Долгое время мама сидит молча. Ох, черт. Зря я вмешалась — это не мое дело…
Впрочем, ведь они оба сами вовлекли меня в него, разве нет? Тихонько ахнув, мама прикрывает рот ладошкой.
— И с каких пор ты стала такая мудрая?
— Мам, все нормально. Можешь уезжать. Со мной все будет в порядке. И с папой. С нами со всеми.
— Я ведь люблю твоего отца, Кейт. Очень сильно.
Я сглатываю комок в горле.
— Только не всегда достаточно сильно, я права, мам?
— Нет. — Она обнимает меня так крепко, что я едва могу дышать. — Нет.
Поцеловав, она отпускает меня, и я бросаюсь наверх, в свою комнату. Мне в голову пришла неожиданная идея, но для начала надо привести себя в порядок. В таком виде я никуда не могу отправиться.
Для этого приходится применить душ, полбанки геля для волос и тонну макияжа, зато через час я приобретаю привычный человеческий вид. Никогда не подумаешь, что в совсем недавнем прошлом эта девушка заглотала семь желе с водкой.
Поворачиваюсь к зеркалу боком. Что-то мне не нравится этот топик ампирного покроя. Я купила его в субботу, когда мы с мамой ходили по магазинам. Он такой клевый — с вышивкой и бисером и прочими прибамбасами, но я в нем выгляжу как беременная…

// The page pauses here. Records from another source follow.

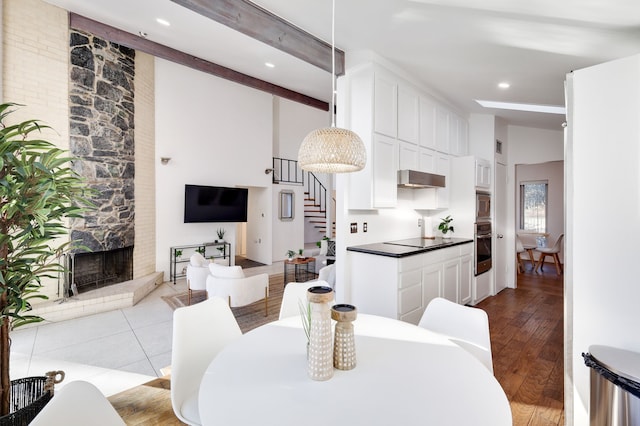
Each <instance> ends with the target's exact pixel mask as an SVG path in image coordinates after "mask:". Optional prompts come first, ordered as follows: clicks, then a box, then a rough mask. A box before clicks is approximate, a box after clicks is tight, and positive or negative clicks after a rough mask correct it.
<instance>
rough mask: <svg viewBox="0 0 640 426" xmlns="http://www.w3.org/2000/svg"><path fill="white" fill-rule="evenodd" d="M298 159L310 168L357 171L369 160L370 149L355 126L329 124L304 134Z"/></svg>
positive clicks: (298, 155)
mask: <svg viewBox="0 0 640 426" xmlns="http://www.w3.org/2000/svg"><path fill="white" fill-rule="evenodd" d="M298 163H299V165H300V167H301V168H302V169H303V170H307V171H310V172H317V173H349V172H357V171H358V170H362V168H363V167H364V165H365V164H366V163H367V151H366V150H365V148H364V143H362V140H361V139H360V137H359V136H358V135H356V134H355V133H354V132H352V131H351V130H347V129H340V128H337V127H325V128H323V129H316V130H313V131H311V132H310V133H309V134H308V135H307V136H306V137H305V138H304V140H303V141H302V145H300V150H299V151H298Z"/></svg>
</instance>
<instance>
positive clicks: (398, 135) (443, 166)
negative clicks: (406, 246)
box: [338, 63, 467, 210]
mask: <svg viewBox="0 0 640 426" xmlns="http://www.w3.org/2000/svg"><path fill="white" fill-rule="evenodd" d="M338 85H339V86H338V87H339V89H342V90H343V92H340V93H341V94H342V95H344V99H343V100H342V103H341V104H342V105H345V106H346V108H345V109H342V110H341V109H340V108H339V109H338V120H339V122H340V123H341V125H343V126H344V127H346V128H349V129H351V130H353V131H355V132H356V133H357V134H358V135H359V136H360V138H361V139H362V141H363V142H364V144H365V147H366V149H367V165H366V166H365V168H364V169H363V170H362V171H360V172H356V173H352V174H350V175H349V198H348V199H349V202H348V205H349V208H350V209H364V210H366V209H377V208H384V207H395V206H396V205H397V171H398V170H401V169H411V170H422V171H425V172H435V173H440V174H444V175H445V176H449V165H448V160H449V157H450V155H454V156H458V155H465V154H466V134H467V130H466V129H467V127H466V126H467V122H466V120H465V119H463V118H461V117H460V116H458V115H456V114H455V113H453V112H451V111H450V110H449V109H447V108H445V107H444V106H442V105H441V104H439V103H438V102H437V101H435V100H433V99H432V98H430V97H429V96H428V95H426V94H425V93H421V92H420V91H419V90H417V89H416V88H415V86H412V85H411V84H410V83H408V82H407V81H405V80H403V79H402V78H400V77H398V76H396V75H395V74H393V73H391V72H390V71H388V70H387V69H385V68H383V67H381V66H379V65H377V64H375V63H369V64H364V65H361V66H358V67H355V68H353V69H350V70H347V73H346V74H345V76H344V77H342V78H341V79H339V80H338ZM452 149H454V150H453V151H452ZM432 192H434V191H432ZM435 192H437V193H438V196H437V197H435V199H436V200H437V202H436V204H437V205H434V206H433V208H445V207H446V205H447V204H448V190H447V189H438V190H437V191H435ZM432 204H433V203H432ZM425 208H426V207H425Z"/></svg>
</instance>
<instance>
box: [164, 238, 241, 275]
mask: <svg viewBox="0 0 640 426" xmlns="http://www.w3.org/2000/svg"><path fill="white" fill-rule="evenodd" d="M196 252H198V253H200V254H201V255H202V256H204V257H205V258H206V259H209V260H211V261H215V259H224V260H226V261H227V264H228V265H229V266H231V243H227V242H224V241H221V242H212V243H202V244H191V245H184V246H174V247H170V248H169V281H173V283H174V284H175V283H176V279H177V278H180V277H184V276H185V275H186V274H185V268H182V269H181V270H180V271H178V266H179V265H181V264H183V263H189V258H190V257H191V255H192V254H193V253H196Z"/></svg>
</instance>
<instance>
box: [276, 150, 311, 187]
mask: <svg viewBox="0 0 640 426" xmlns="http://www.w3.org/2000/svg"><path fill="white" fill-rule="evenodd" d="M271 181H272V182H273V183H286V184H291V185H304V172H303V171H302V169H301V168H300V167H298V162H297V161H296V160H287V159H286V158H278V157H273V177H272V179H271Z"/></svg>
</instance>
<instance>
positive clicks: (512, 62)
mask: <svg viewBox="0 0 640 426" xmlns="http://www.w3.org/2000/svg"><path fill="white" fill-rule="evenodd" d="M46 1H47V2H48V3H51V4H55V5H57V6H60V7H62V8H65V9H67V10H70V11H73V12H75V13H77V14H80V15H83V16H86V17H88V18H91V19H94V20H97V21H100V22H103V23H106V24H108V25H111V26H114V27H117V28H120V29H122V30H125V31H128V32H131V33H134V34H138V33H139V32H140V31H142V32H144V33H146V37H147V38H148V39H149V40H152V41H155V42H157V43H160V44H164V45H167V46H170V47H173V48H175V49H178V50H182V51H184V52H186V53H190V54H192V55H195V56H198V57H200V58H203V59H206V60H208V61H211V62H214V63H217V64H220V65H223V66H226V67H229V68H232V69H234V70H236V71H239V72H242V73H245V74H248V75H251V76H254V77H257V78H259V79H262V80H265V81H268V82H271V83H274V84H277V85H280V86H283V87H286V88H288V89H291V90H294V91H297V92H300V93H303V94H305V95H309V96H312V97H314V98H317V99H321V100H324V101H327V102H328V101H329V100H330V96H331V78H330V74H329V73H327V72H325V71H322V70H320V69H319V68H316V67H315V66H312V65H309V64H307V63H305V62H303V61H301V60H299V59H296V58H294V57H292V56H290V55H288V54H286V53H283V52H281V51H278V50H276V49H274V48H272V47H270V46H267V45H266V44H264V43H262V42H259V41H256V40H254V39H251V38H250V37H248V36H245V35H243V34H241V33H238V32H236V31H234V30H232V29H230V28H227V27H225V26H223V25H221V24H218V23H216V22H214V21H212V20H211V19H208V18H206V17H203V16H201V15H198V14H197V13H195V12H192V11H191V10H188V9H186V8H184V7H182V6H179V5H177V4H176V3H174V2H172V1H171V0H92V1H90V2H89V1H86V0H46ZM210 1H212V2H213V1H215V0H210ZM238 1H239V0H238ZM254 3H256V4H258V5H259V6H261V7H263V8H265V9H267V10H269V11H271V12H272V13H274V14H276V15H279V16H281V17H282V18H284V19H285V20H287V21H289V22H291V23H292V24H294V25H296V26H298V27H300V28H302V29H304V30H306V31H307V32H309V33H311V34H313V35H315V36H317V37H319V38H321V39H324V40H326V41H329V42H330V40H331V1H330V0H293V1H292V0H255V1H254ZM156 18H162V19H165V20H167V21H169V22H170V26H164V25H161V24H159V23H157V22H156ZM335 25H336V29H335V38H336V46H337V47H338V48H340V49H342V50H344V51H345V52H346V54H347V57H348V56H349V52H350V51H357V50H371V51H374V52H376V53H377V54H378V55H380V56H382V57H384V58H385V59H387V60H389V61H391V62H393V63H395V64H396V65H398V66H400V67H401V68H403V69H404V70H405V71H406V72H407V73H409V74H411V75H413V76H414V77H415V78H416V79H419V80H420V81H421V82H422V83H423V84H424V85H426V86H428V87H430V88H431V90H432V91H433V92H435V93H438V94H440V95H441V96H443V97H445V98H446V99H448V100H449V101H450V102H451V103H452V104H453V105H454V106H455V107H457V108H458V109H460V110H461V111H463V112H464V111H466V112H477V113H489V114H495V115H496V116H498V117H502V118H503V119H504V120H506V121H507V122H508V123H510V124H515V125H523V126H532V127H539V128H547V129H555V130H559V129H560V128H561V124H562V122H563V121H564V116H562V115H557V114H547V113H530V112H518V111H510V110H501V109H485V108H482V107H481V106H479V105H478V104H477V103H476V102H475V100H476V99H479V100H492V101H502V102H516V103H530V104H539V105H555V106H558V105H559V106H562V105H564V79H565V75H566V74H567V73H568V72H570V71H572V70H576V69H581V68H584V67H588V66H591V65H595V64H598V63H602V62H606V61H610V60H613V59H616V58H622V57H625V56H630V55H634V54H638V53H640V1H638V0H561V1H557V0H484V1H482V2H478V1H477V0H336V18H335ZM265 62H271V63H273V64H274V65H275V67H274V68H268V67H266V66H265V65H264V63H265ZM500 82H508V83H509V84H510V85H511V87H510V88H509V89H500V88H498V86H497V85H498V83H500ZM604 89H606V88H603V90H604Z"/></svg>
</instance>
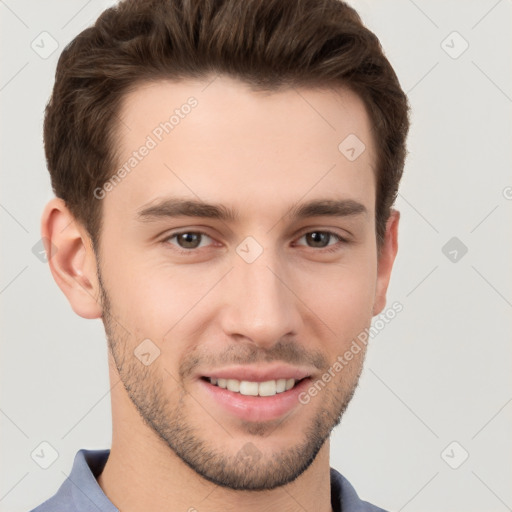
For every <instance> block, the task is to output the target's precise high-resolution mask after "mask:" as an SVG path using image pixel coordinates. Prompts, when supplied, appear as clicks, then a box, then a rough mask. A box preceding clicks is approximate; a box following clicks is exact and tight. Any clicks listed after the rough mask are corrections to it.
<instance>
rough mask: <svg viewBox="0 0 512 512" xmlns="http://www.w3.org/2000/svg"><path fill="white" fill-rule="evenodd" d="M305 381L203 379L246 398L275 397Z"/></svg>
mask: <svg viewBox="0 0 512 512" xmlns="http://www.w3.org/2000/svg"><path fill="white" fill-rule="evenodd" d="M307 378H308V377H304V378H303V379H276V380H267V381H265V382H256V381H248V380H237V379H217V378H215V377H201V379H202V380H204V381H206V382H208V383H210V384H211V385H213V386H217V387H219V388H222V389H227V390H228V391H231V392H232V393H237V394H240V395H244V396H261V397H264V396H274V395H278V394H280V393H285V392H286V391H290V390H291V389H293V388H295V387H296V386H297V385H298V384H300V383H301V382H302V381H304V380H306V379H307Z"/></svg>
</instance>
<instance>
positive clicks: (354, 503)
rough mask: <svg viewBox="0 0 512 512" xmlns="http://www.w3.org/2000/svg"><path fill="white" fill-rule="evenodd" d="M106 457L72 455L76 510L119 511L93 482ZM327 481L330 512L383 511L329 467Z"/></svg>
mask: <svg viewBox="0 0 512 512" xmlns="http://www.w3.org/2000/svg"><path fill="white" fill-rule="evenodd" d="M109 454H110V450H108V449H107V450H86V449H81V450H79V451H78V452H77V454H76V455H75V460H74V462H73V467H72V469H71V473H70V475H69V477H68V480H67V481H66V486H68V487H70V491H71V493H72V496H73V499H74V501H75V504H76V507H77V511H79V512H82V511H84V512H85V511H87V510H91V505H92V504H94V505H95V506H96V507H97V508H98V509H99V510H101V511H102V512H119V510H118V509H117V508H116V507H115V506H114V504H113V503H112V502H111V501H110V500H109V499H108V497H107V496H106V495H105V493H104V492H103V490H102V489H101V487H100V485H99V484H98V482H97V480H96V479H97V477H98V476H99V475H100V473H101V472H102V471H103V468H104V466H105V464H106V462H107V459H108V457H109ZM330 478H331V506H332V508H333V512H341V511H342V510H343V512H370V511H378V510H382V509H378V508H376V507H373V506H372V505H370V504H369V503H366V502H364V501H361V499H360V498H359V496H358V495H357V493H356V491H355V489H354V488H353V487H352V485H351V484H350V482H349V481H348V480H347V479H346V478H345V477H344V476H343V475H342V474H340V473H339V472H338V471H336V470H335V469H334V468H330ZM94 510H95V509H94Z"/></svg>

Хватаю сумку. Да какая разница, как я выгляжу? Дело не во мне.
Увидев его, жалею, что не надела розовую футболку «Фэт фейс». Не хочу, чтобы он решил, будто я совсем перестала следить за собой.
— Кейт!
Решительно проталкиваюсь мимо него, прежде чем растерять остатки самообладания.
— Можно войти?
— А если бы я сказал «нет», что бы это изменило?
Я робко улыбаюсь. Дэн осторожно улыбается в ответ.
На миг мы оба застываем посреди гостиной, не зная, что делать дальше. Я стараюсь не вспоминать последний раз, когда была здесь.
— Хочешь кофе или чего-нибудь еще?
Ненавижу кофе.
— Конечно.
Вслед за ним перехожу в крошечную кухню, битком набитую грязной посудой и коробками из-под пиццы. А на подоконнике в ряд выстроились банки с темным скипидаром и кистями — прямо как у мамы.
Дэн суетится возле кофеварки. Кофейные зерна рассыпаются по замызганному пластику стола. Дэн открывает ведро, чтобы выкинуть старый фильтр, и я замечаю, что оно переполнено банками из-под пива и заплесневелыми чайными пакетиками.
— Ну, — говорит он, стоя спиной ко мне, — как прошли экзамены?
— Спасибо, хорошо. На французском пришлось трудновато, хотя в итоге, думаю, я справилась.
— Должна была. Тебе же представилась возможность попрактиковаться.
— А ты откуда знаешь?
Он поворачивается и широко улыбается.
— Слухами земля полнится.
— Я… я познакомилась с парнем. — Мои щеки пылают. — Он приедет в Бат на каникулы по студенческому обмену. Мы могли бы встретиться.
— Здорово. Это здорово!
Нервно перебираю кайму на топике.
— Слушай, извини за…
— Извини, что тебе пришлось…
Мы оба нервно смеемся. Кивком я призываю его говорить первым.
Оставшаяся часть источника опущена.